O acesso mais comum para a localidade são balsas e barcos que fazem translado de Pratagil, no continente

Na memória, vamos buscar um antigo registro de Luís da Câmara Cascudo: em algumas áreas do Rio Grande do Norte, o sertão só termina à beira-mar, o que é fato singular, raríssimo, no Brasil, escreveu o mestre potiguar.

Passamos pelos municípios de Ceará-Mirim, João Câmara (e seus periódicos tremores de terra) e Jandaíra. Uma placa e um trevo, 15 km depois, apontam a RN-402, rumo a Galinhos. Percorridos mais 30 quilômetros, lagunas e margens de rios, repletos de salinas, com seus flocos de espuma de sal ao sabor do vento, destacam-se na paisagem e só terminam num estacionamento em Pratagil, num braço de mar que todo mundo insiste em chamar de rio. Fim da estrada e do continente. Os carros ficam ali, só atravessam pessoas, malas, objetos, mercadorias.

Galinhos está do outro lado, a 10 ou 12 minutos de barco. Se o visitante estiver num buggy ou num veículo de tração 4 x 4, terá de seguir alguns quilômetros adiante para cruzar o rio em áreas elevadas e chegar à península, dependendo dos horários de mudanças das marés.

CONTRASTES
Galinhos reúne belezas difíceis de serem encontradas num só lugar, e esse é o motivo do impacto à primeira vista. Não há quem resista à mistura de praias desertas, águas mornas, areias brancas e finas, dunas de médio e grande portes, morros e pirâmides de sal, rios e manguezais sem fim, fauna e flora intocadas, e um cotidiano de cidade pequena do interior em que o principal meio de transporte é uma charrete rústica puxada por uma burrinha.
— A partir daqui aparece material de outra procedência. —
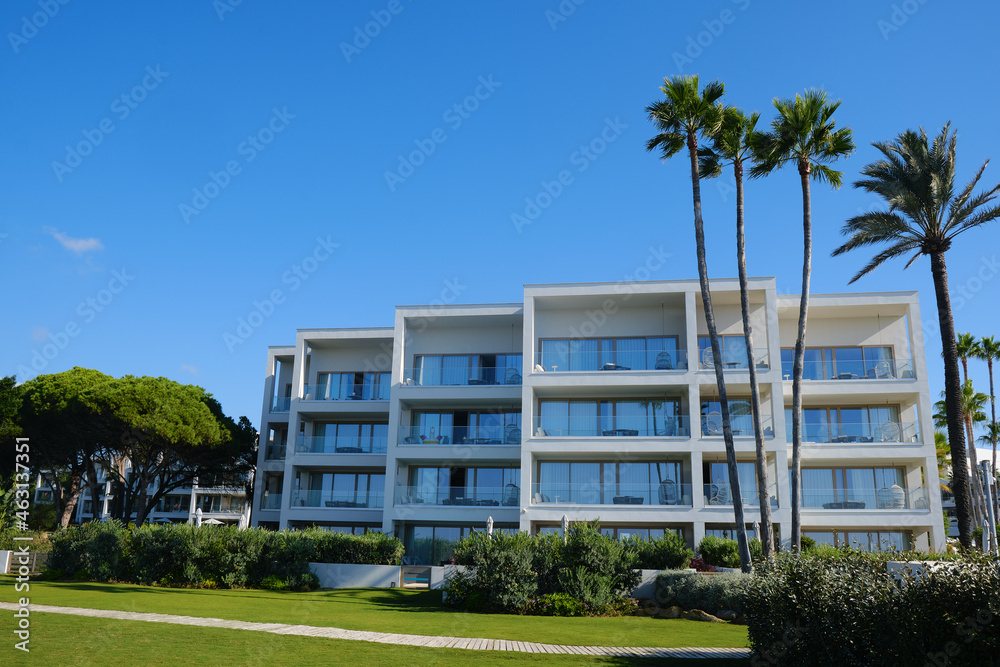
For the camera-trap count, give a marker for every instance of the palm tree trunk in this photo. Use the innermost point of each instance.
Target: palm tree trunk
(706, 297)
(953, 400)
(798, 363)
(993, 436)
(766, 531)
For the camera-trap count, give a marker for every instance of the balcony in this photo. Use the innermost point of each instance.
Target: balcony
(854, 369)
(894, 497)
(274, 453)
(346, 392)
(590, 360)
(270, 501)
(460, 435)
(318, 444)
(459, 496)
(845, 432)
(594, 493)
(475, 377)
(584, 427)
(327, 499)
(711, 425)
(735, 361)
(722, 495)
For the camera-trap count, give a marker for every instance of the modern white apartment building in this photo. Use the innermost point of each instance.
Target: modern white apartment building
(599, 400)
(219, 502)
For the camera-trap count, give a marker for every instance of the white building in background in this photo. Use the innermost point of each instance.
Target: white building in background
(599, 400)
(220, 503)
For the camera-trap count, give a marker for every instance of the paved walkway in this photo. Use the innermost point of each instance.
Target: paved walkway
(476, 644)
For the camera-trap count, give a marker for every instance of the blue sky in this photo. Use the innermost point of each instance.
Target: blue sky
(167, 166)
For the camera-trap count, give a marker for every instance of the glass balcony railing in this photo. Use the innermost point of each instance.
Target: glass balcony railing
(735, 362)
(722, 494)
(621, 427)
(271, 501)
(274, 453)
(349, 392)
(886, 369)
(464, 377)
(320, 498)
(830, 432)
(890, 498)
(587, 362)
(460, 435)
(595, 493)
(711, 425)
(480, 496)
(318, 444)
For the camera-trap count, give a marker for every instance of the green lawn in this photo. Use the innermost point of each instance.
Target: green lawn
(385, 610)
(57, 639)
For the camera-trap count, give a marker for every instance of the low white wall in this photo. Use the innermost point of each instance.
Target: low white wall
(439, 575)
(647, 584)
(342, 575)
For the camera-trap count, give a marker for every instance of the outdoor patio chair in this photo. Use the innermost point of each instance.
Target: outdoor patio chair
(664, 362)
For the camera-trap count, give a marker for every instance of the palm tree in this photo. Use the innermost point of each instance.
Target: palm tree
(679, 119)
(925, 214)
(989, 349)
(735, 143)
(804, 134)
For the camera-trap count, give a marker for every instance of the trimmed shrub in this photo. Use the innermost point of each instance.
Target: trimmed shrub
(696, 591)
(508, 571)
(719, 551)
(500, 580)
(669, 552)
(210, 556)
(850, 610)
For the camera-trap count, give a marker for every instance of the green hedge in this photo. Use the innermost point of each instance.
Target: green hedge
(850, 611)
(710, 592)
(211, 556)
(509, 571)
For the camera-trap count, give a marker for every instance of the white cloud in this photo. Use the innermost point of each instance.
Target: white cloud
(78, 246)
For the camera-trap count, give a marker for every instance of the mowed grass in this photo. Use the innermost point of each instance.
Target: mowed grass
(382, 610)
(58, 639)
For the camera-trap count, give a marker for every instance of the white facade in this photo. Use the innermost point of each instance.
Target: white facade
(596, 401)
(219, 504)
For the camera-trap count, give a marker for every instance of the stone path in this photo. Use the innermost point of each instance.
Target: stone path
(474, 644)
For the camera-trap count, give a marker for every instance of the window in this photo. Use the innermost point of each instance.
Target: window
(881, 540)
(734, 351)
(349, 438)
(592, 354)
(853, 488)
(462, 486)
(467, 369)
(483, 426)
(845, 363)
(740, 415)
(353, 386)
(655, 416)
(873, 423)
(607, 483)
(718, 490)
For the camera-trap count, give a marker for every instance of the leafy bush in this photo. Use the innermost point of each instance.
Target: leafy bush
(605, 557)
(224, 557)
(697, 591)
(556, 604)
(669, 552)
(850, 610)
(719, 551)
(500, 580)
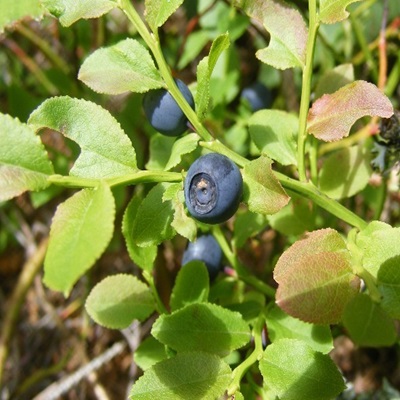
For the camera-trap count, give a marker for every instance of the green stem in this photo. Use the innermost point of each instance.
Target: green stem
(308, 190)
(132, 179)
(154, 46)
(242, 272)
(256, 355)
(313, 25)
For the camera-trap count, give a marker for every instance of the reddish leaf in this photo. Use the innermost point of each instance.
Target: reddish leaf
(315, 278)
(331, 117)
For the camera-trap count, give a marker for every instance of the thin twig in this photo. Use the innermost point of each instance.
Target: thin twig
(62, 386)
(30, 269)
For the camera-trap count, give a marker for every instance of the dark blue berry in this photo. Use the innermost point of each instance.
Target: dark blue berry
(213, 188)
(205, 249)
(258, 96)
(164, 113)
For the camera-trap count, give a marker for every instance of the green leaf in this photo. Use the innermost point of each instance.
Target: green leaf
(156, 12)
(183, 224)
(70, 11)
(378, 243)
(389, 286)
(12, 11)
(274, 132)
(315, 278)
(192, 285)
(332, 11)
(78, 236)
(331, 116)
(106, 150)
(294, 371)
(247, 225)
(202, 327)
(182, 146)
(334, 79)
(204, 72)
(285, 24)
(149, 353)
(144, 257)
(262, 191)
(191, 375)
(152, 224)
(24, 164)
(160, 151)
(346, 172)
(122, 67)
(283, 326)
(367, 324)
(118, 300)
(295, 218)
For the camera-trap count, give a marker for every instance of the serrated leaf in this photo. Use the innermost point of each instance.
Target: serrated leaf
(389, 286)
(294, 371)
(12, 11)
(285, 24)
(378, 243)
(156, 12)
(122, 67)
(367, 324)
(152, 224)
(332, 11)
(24, 164)
(262, 191)
(315, 278)
(191, 375)
(282, 326)
(70, 11)
(333, 79)
(202, 327)
(118, 300)
(78, 236)
(149, 353)
(274, 132)
(331, 116)
(345, 172)
(204, 72)
(192, 285)
(182, 146)
(106, 150)
(144, 257)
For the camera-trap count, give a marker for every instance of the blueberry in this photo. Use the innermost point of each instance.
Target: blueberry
(213, 188)
(205, 249)
(163, 112)
(258, 96)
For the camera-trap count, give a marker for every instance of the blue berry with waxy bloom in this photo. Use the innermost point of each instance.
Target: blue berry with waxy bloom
(164, 113)
(205, 249)
(213, 188)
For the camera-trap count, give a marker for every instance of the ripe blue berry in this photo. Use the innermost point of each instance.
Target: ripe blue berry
(258, 96)
(205, 249)
(213, 188)
(163, 112)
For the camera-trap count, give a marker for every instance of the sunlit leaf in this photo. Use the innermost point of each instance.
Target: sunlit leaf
(122, 67)
(118, 300)
(24, 164)
(331, 116)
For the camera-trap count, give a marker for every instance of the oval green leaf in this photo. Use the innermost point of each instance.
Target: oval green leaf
(202, 327)
(24, 164)
(118, 300)
(106, 150)
(294, 371)
(81, 229)
(191, 375)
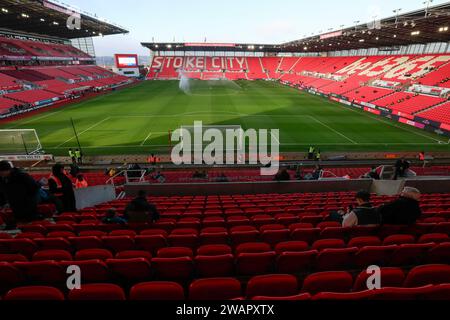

Lá, só há duas ou três ruas calçadas, inclusive a da prefeitura. O resto da cidade está erguido sobre o areal, que é a continuidade da areia branca que fica entre a praia e o rio.


É possível acessar Galinhos de carro, mas moradores e visitantes se locomovem em charretes

O nome do lugar, diz a tradição, teve sua origem nos pequenos peixes-galos (do gênero Selene, com o corpo alto e comprimido) que habitam os recifes da península, que fica na região salineira chamada Costa Branca e inclui a cidade e a praia de Galinhos ( 1.200 habitantes), a praia de Galos (500 habitantes), e um assentamento de 400 habitantes (IBGE, 2009). Quase todos vivem da pesca, do extrativismo (caju, coco e sisal), da indústria do sal e, mais recentemente, do comércio e do turismo. Esse último dá os primeiros passos e tenta andar com firmeza, esforçando-se para aprimorar os serviços oferecidos nas pousadas e ampliar as opções de passeios para os visitantes.

Há muito para fazer, desde a colocação de placas de sinalização (por exemplo, uma atraente faixa de praia, por trás do farol, tem correntes marítimas perigosas) até o reabastecimento do camarão, prato de resistência do lugar, que falta de repente no auge do verão, e leva dias ou semanas até reaparecer nos restaurantes e pousadas. A água ainda é salobra, sem tratamento, obrigando moradores e turistas a fazer mágicas para tomar um banho rápido com água mineral depois do banho “normal”.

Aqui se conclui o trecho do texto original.